It wasn’t "Willy Wonka & The Chocolate Factory" but beloved actor Gene Wilder found himself surrounded by children again, Thursday, when he visited Holy Innocents’, where step-grandson Tucker Webb attends school. Wilder met with first-graders in Kristin Ahler’s classroom, patiently answering questions, signing autographs, and giving each student a hug.
The parents of Kate Deriso, one of Ahler’s students, won Wilder’s visit at the Gala auction last spring. "This is the best day of my life," proclaimed 7-year-old Noah Yates, as his classmates munched on Gummies and candy necklaces.
In fact, candy was a favorite topic for the questions that students had prepared. When asked about the sweets in "Willy Wonka," Wilder told the first-graders that "some of the candy was fake and some of it was real. When they licked the walls, it was real. But some of it was made of wax."
Later, Wilder told another youngster that he didn’t have to actually make chocolate Wonka bars to get the movie part. And, in fact, Wilder noted, he did not eat much candy during filming. “No, I'd be too full to go on acting," he said.

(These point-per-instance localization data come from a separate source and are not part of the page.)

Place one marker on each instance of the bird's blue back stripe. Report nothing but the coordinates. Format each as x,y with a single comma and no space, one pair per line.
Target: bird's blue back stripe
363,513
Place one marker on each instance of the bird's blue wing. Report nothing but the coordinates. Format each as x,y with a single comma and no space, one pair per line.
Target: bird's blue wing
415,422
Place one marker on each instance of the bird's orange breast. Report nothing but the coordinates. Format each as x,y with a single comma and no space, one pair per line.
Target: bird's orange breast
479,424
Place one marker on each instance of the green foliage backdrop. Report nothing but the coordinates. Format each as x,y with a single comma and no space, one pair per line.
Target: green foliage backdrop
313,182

Wilder pondered a question about his own favorite confection, saying, “If I could ever have one, I'd want an Everlasting Gobstopper,” a reference to Willy Wonka’s magical jawbreakers. (The “Everlasting Gobstoppers” used in the movie, however, were more like gumdrops, Wilder revealed.)

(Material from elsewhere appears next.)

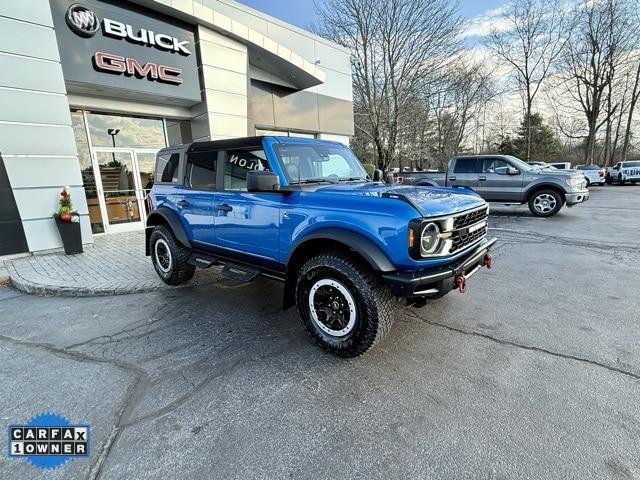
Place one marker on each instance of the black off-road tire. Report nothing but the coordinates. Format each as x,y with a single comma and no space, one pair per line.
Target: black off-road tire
559,202
176,270
374,302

Students were also interested in acting, and during the course of the afternoon visit, Wilder told them he had begun acting in junior high plays, that he learned his lines for "Willy Wonka" one filming day at a time, and that the way to get into movies is: "PRACTICE, PRACTICE, PRACTICE!"
Wilder was accompanied on Thursday’s visit by his wife, Karen Webb, whom he met during the filming of "See No Evil, Hear No Evil." Webb was a clinical supervisor for the New York League for the Hard of Hearing and helped the actor understand how a hearing-impaired person would communicate.
Wilder is not only an actor but also a director, author and screenwriter. In fact, his favorite Gene Wilder movie is one that he penned himself, in collaboration with writer/director Mel Brooks: 1974's "Young Frankenstein."